Deep in the ocean, not all ecosystems are built alike.
And as an international team of scientists has now found, the deepest depths are dominated by a certain type of organism. Below a depth of about 4,400 m (14,436 ft), most of the creatures lurking in the dark have smooth, soft bodies. Just above this line are generally hard-shelled molluscs.
Scientists believe that the reason is related to the availability of the minerals that make up the shells. This knowledge can help us protect biodiversity against human activity in these cold, dark, and cool environments.
“The muddy abyssal sea depths were initially considered ‘marine deserts’ when they were first explored several decades ago, due to the extreme conditions of life there – with a lack of food, high pressure and extremely low temperature,” says deep-sea ecologist Erik Simon-Lledó of the UK’s National Oceanography Centre.
“But with the advancement of deep exploration and technology, these ecosystems continue to reveal significant biodiversity, comparable to diversity in shallow water ecosystems, and only found at a much wider spatial spread.”
the abyssal ocean covers more than 60 percent Earth’s surface, but little is known about the life that inhabits it. It’s an environmental bane for humans: crushing stresses, freezing temperatures, and permanent darknessFar from sunlight.
However, technology has improved to the point that we can remotely explore these dark depths, revealing the strange, soft underbelly of the world.
Using deep sea robotics, Simon-Lledó and his team have collected a large database of images from abysmal plain known b Clarion Clipperton ZoneIt stretches 5,000 km (3,107 mi) on the bottom of the Pacific Ocean between Mexico and Kiribati at depths between 3,500 and 6,000 metres.
They meticulously cataloged all the animals they could find larger than 10 millimeters in size from these images. They have indexed over 50,000 Abyssal creatures – And they noticed a marked difference in the types of animals found at shallow depths compared to those found in the deepest parts of the area.
“We were surprised to find a deep province clearly dominated by soft anemones and sea cucumbers and an abysmal bottom where suddenly soft corals and brittle stars were everywhere,” says Simon-Ledo.
Molluscs, with their hard shells, did not appear at a depth of less than 4,400 meters, although all kinds of abyssal life lived in a transitional zone between the two regions. The researchers found that this particular depth is likely associated with Depth of carbonate compensation.

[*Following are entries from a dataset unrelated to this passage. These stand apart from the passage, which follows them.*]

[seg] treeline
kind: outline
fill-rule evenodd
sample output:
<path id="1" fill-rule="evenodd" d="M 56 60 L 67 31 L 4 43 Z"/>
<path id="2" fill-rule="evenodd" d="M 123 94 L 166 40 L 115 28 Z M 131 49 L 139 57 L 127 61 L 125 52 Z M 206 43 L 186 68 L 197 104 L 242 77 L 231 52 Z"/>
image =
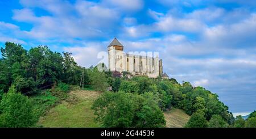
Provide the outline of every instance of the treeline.
<path id="1" fill-rule="evenodd" d="M 70 53 L 53 52 L 46 46 L 27 51 L 19 44 L 7 42 L 1 51 L 1 94 L 11 85 L 18 92 L 32 95 L 59 81 L 77 85 L 85 70 L 77 65 Z"/>
<path id="2" fill-rule="evenodd" d="M 102 94 L 93 109 L 108 127 L 165 127 L 163 111 L 172 107 L 191 115 L 187 127 L 230 127 L 234 119 L 218 95 L 175 79 L 113 78 L 113 91 Z M 123 114 L 122 114 L 123 113 Z M 156 124 L 158 123 L 158 124 Z"/>
<path id="3" fill-rule="evenodd" d="M 256 128 L 256 111 L 251 112 L 246 120 L 241 115 L 237 116 L 234 127 L 236 128 Z"/>
<path id="4" fill-rule="evenodd" d="M 108 86 L 106 78 L 101 78 L 104 73 L 77 65 L 70 53 L 53 52 L 47 46 L 26 50 L 10 42 L 1 47 L 1 127 L 35 126 L 51 107 L 68 99 L 70 85 L 79 85 L 82 73 L 85 85 L 98 91 Z M 98 79 L 104 83 L 98 85 Z"/>
<path id="5" fill-rule="evenodd" d="M 92 108 L 104 127 L 164 127 L 163 111 L 183 109 L 191 117 L 186 127 L 255 127 L 253 114 L 246 121 L 234 119 L 216 94 L 175 79 L 113 77 L 97 67 L 80 67 L 71 53 L 46 46 L 28 51 L 7 42 L 1 49 L 0 127 L 36 126 L 39 118 L 57 103 L 72 103 L 67 93 L 79 85 L 102 92 Z M 108 87 L 112 91 L 107 91 Z"/>

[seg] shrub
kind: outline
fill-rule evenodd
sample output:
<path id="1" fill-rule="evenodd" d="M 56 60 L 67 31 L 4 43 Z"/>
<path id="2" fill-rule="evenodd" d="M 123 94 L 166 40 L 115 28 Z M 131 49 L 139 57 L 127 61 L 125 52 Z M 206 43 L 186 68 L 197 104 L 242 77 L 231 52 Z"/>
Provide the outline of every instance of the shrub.
<path id="1" fill-rule="evenodd" d="M 210 128 L 226 128 L 228 125 L 228 123 L 218 115 L 213 115 L 209 121 L 209 127 Z"/>
<path id="2" fill-rule="evenodd" d="M 96 120 L 105 127 L 130 127 L 134 113 L 131 94 L 105 92 L 94 101 Z"/>
<path id="3" fill-rule="evenodd" d="M 32 78 L 27 79 L 18 76 L 14 80 L 13 86 L 17 92 L 20 92 L 23 94 L 27 95 L 35 94 L 37 90 L 36 83 Z"/>
<path id="4" fill-rule="evenodd" d="M 90 72 L 90 80 L 93 88 L 99 91 L 105 91 L 109 86 L 104 72 L 100 72 L 97 68 Z"/>
<path id="5" fill-rule="evenodd" d="M 53 96 L 49 90 L 40 95 L 30 98 L 34 106 L 34 113 L 37 118 L 43 115 L 44 113 L 54 106 L 58 98 Z"/>
<path id="6" fill-rule="evenodd" d="M 194 113 L 191 116 L 186 128 L 206 128 L 208 127 L 207 120 L 201 113 Z"/>
<path id="7" fill-rule="evenodd" d="M 13 86 L 3 95 L 0 106 L 1 127 L 29 127 L 36 121 L 31 102 L 27 96 L 16 93 Z"/>
<path id="8" fill-rule="evenodd" d="M 244 128 L 245 127 L 245 120 L 241 115 L 237 116 L 234 121 L 235 128 Z"/>
<path id="9" fill-rule="evenodd" d="M 252 117 L 247 119 L 245 123 L 246 128 L 256 128 L 256 117 Z"/>
<path id="10" fill-rule="evenodd" d="M 120 78 L 117 77 L 114 79 L 112 85 L 112 91 L 114 92 L 118 92 L 121 83 Z"/>
<path id="11" fill-rule="evenodd" d="M 60 82 L 58 83 L 55 91 L 67 93 L 70 91 L 70 87 L 67 83 Z"/>
<path id="12" fill-rule="evenodd" d="M 157 98 L 157 97 L 156 97 Z M 152 93 L 104 93 L 92 108 L 105 127 L 163 127 L 164 117 Z"/>
<path id="13" fill-rule="evenodd" d="M 125 92 L 138 93 L 139 89 L 136 82 L 123 81 L 120 85 L 119 91 Z"/>

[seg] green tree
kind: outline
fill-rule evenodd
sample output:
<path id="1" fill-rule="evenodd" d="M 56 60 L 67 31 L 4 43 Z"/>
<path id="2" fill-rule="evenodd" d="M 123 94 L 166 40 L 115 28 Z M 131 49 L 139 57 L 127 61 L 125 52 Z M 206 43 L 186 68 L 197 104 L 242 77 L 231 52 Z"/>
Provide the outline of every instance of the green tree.
<path id="1" fill-rule="evenodd" d="M 138 93 L 139 89 L 137 86 L 137 83 L 134 81 L 122 81 L 119 90 L 125 92 Z"/>
<path id="2" fill-rule="evenodd" d="M 237 116 L 234 121 L 235 128 L 244 128 L 245 127 L 245 120 L 241 115 Z"/>
<path id="3" fill-rule="evenodd" d="M 4 61 L 0 59 L 0 94 L 8 91 L 10 84 L 9 73 L 8 67 Z M 0 96 L 0 100 L 1 97 Z"/>
<path id="4" fill-rule="evenodd" d="M 138 94 L 144 94 L 150 91 L 150 86 L 152 85 L 151 81 L 147 77 L 135 77 L 132 78 L 133 81 L 137 82 Z"/>
<path id="5" fill-rule="evenodd" d="M 118 92 L 121 83 L 121 79 L 120 79 L 120 78 L 118 77 L 115 78 L 112 85 L 112 90 L 114 92 Z"/>
<path id="6" fill-rule="evenodd" d="M 105 72 L 99 71 L 97 68 L 92 70 L 89 73 L 90 80 L 93 89 L 96 91 L 105 91 L 109 85 Z"/>
<path id="7" fill-rule="evenodd" d="M 3 95 L 0 109 L 0 127 L 29 127 L 36 121 L 31 102 L 27 96 L 16 93 L 13 86 Z"/>
<path id="8" fill-rule="evenodd" d="M 226 128 L 228 126 L 228 123 L 218 115 L 213 115 L 209 121 L 209 127 L 210 128 Z"/>
<path id="9" fill-rule="evenodd" d="M 26 79 L 19 75 L 14 80 L 13 85 L 17 92 L 22 94 L 30 95 L 37 91 L 36 85 L 32 77 Z"/>
<path id="10" fill-rule="evenodd" d="M 196 98 L 196 102 L 193 106 L 194 111 L 195 112 L 201 113 L 203 115 L 205 113 L 205 101 L 204 99 L 200 97 L 197 96 Z"/>
<path id="11" fill-rule="evenodd" d="M 256 111 L 254 111 L 253 112 L 251 112 L 251 113 L 250 113 L 248 118 L 251 118 L 253 117 L 256 117 Z"/>
<path id="12" fill-rule="evenodd" d="M 105 127 L 130 127 L 135 108 L 131 95 L 106 92 L 94 101 L 92 108 L 96 120 Z"/>
<path id="13" fill-rule="evenodd" d="M 5 48 L 1 48 L 2 56 L 7 65 L 11 66 L 15 62 L 21 62 L 26 55 L 26 50 L 20 44 L 6 42 Z"/>
<path id="14" fill-rule="evenodd" d="M 166 121 L 163 112 L 158 106 L 157 96 L 152 92 L 143 95 L 144 101 L 137 113 L 137 127 L 164 127 Z"/>
<path id="15" fill-rule="evenodd" d="M 196 112 L 193 113 L 185 127 L 187 128 L 206 128 L 208 127 L 207 120 L 202 113 Z"/>
<path id="16" fill-rule="evenodd" d="M 246 128 L 256 128 L 256 117 L 252 117 L 246 120 L 245 123 Z"/>

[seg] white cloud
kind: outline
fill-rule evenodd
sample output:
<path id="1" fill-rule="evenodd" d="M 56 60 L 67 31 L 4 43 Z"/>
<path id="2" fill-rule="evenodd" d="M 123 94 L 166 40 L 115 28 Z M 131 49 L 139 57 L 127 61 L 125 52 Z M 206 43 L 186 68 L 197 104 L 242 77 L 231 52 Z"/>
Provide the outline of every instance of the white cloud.
<path id="1" fill-rule="evenodd" d="M 129 11 L 138 11 L 143 6 L 143 1 L 142 0 L 105 0 L 103 1 L 109 6 L 114 6 L 120 10 Z M 105 2 L 104 2 L 105 1 Z"/>
<path id="2" fill-rule="evenodd" d="M 199 81 L 195 81 L 193 82 L 195 86 L 205 86 L 209 83 L 209 80 L 207 79 L 202 79 Z"/>
<path id="3" fill-rule="evenodd" d="M 233 116 L 234 117 L 237 117 L 237 116 L 241 115 L 241 116 L 246 116 L 250 114 L 251 112 L 234 112 L 233 113 Z"/>

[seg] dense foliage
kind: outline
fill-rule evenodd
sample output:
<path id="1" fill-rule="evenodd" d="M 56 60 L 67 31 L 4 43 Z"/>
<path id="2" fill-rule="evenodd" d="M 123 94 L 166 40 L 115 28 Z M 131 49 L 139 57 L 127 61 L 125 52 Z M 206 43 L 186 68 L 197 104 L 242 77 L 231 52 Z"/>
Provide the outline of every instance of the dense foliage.
<path id="1" fill-rule="evenodd" d="M 7 42 L 1 51 L 0 124 L 2 127 L 32 125 L 51 107 L 67 98 L 71 85 L 82 82 L 85 88 L 89 86 L 102 92 L 92 108 L 97 121 L 103 127 L 165 127 L 163 112 L 172 107 L 183 109 L 192 116 L 187 127 L 255 126 L 255 112 L 245 123 L 241 119 L 234 120 L 217 94 L 201 87 L 194 87 L 188 82 L 179 83 L 174 78 L 152 79 L 143 76 L 114 78 L 111 72 L 99 71 L 97 67 L 81 68 L 75 62 L 71 53 L 53 52 L 46 46 L 26 50 L 19 44 Z M 106 92 L 110 86 L 112 91 Z M 9 91 L 13 92 L 7 93 L 11 86 Z M 20 107 L 24 107 L 23 111 L 18 112 L 24 112 L 22 115 L 27 115 L 32 121 L 21 117 L 20 120 L 26 121 L 7 122 L 9 117 L 13 117 L 10 115 L 16 116 L 16 113 L 12 111 L 16 111 L 8 108 L 16 108 L 18 103 L 13 100 L 15 99 Z"/>
<path id="2" fill-rule="evenodd" d="M 185 125 L 187 128 L 207 128 L 207 120 L 201 113 L 193 113 L 188 123 Z"/>
<path id="3" fill-rule="evenodd" d="M 29 127 L 36 121 L 30 100 L 11 87 L 0 103 L 0 127 Z"/>
<path id="4" fill-rule="evenodd" d="M 152 93 L 105 92 L 92 108 L 105 127 L 163 127 L 166 123 Z"/>

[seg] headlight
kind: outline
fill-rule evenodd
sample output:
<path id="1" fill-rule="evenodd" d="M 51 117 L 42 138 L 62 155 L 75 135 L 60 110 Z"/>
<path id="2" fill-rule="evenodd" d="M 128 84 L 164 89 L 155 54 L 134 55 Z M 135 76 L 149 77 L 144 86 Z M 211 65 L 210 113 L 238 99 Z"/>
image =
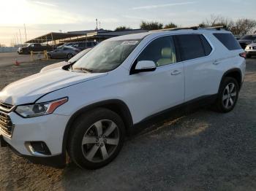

Solid shells are formed from Calcium carbonate, which spreads across the ocean from the surface. But below a certain depth, insufficient calcium carbonate remains, which leads to its shortage on the sea floor, To be eaten by hard-shelled animals.
This suggests that there is a delicate balance at play in the biodiversity of the deep ocean, a balance that can easily be disrupted by ocean acidification, climate change, and deep-sea mining, and for which the Clarion-Clipperton Zone is currently being considered.
“Overall, this reflects much higher environmental variability, at multiple scales, than previously expected for benthic assemblages across the northeastern Pacific abyssal sea floor,” the researchers write in their paper.
“This overlooked variability, caused by geochemical and climatic influences, has critical implications for future ecological and macro-environmental research in abyssal communities and for the success of regional-scale conservation strategies that have been implemented to protect biodiversity in the Clarion-Clipperton Zone and possibly in other abyssal regions targeted by deep-sea mining around the world.”
Research published in nature and its evolution.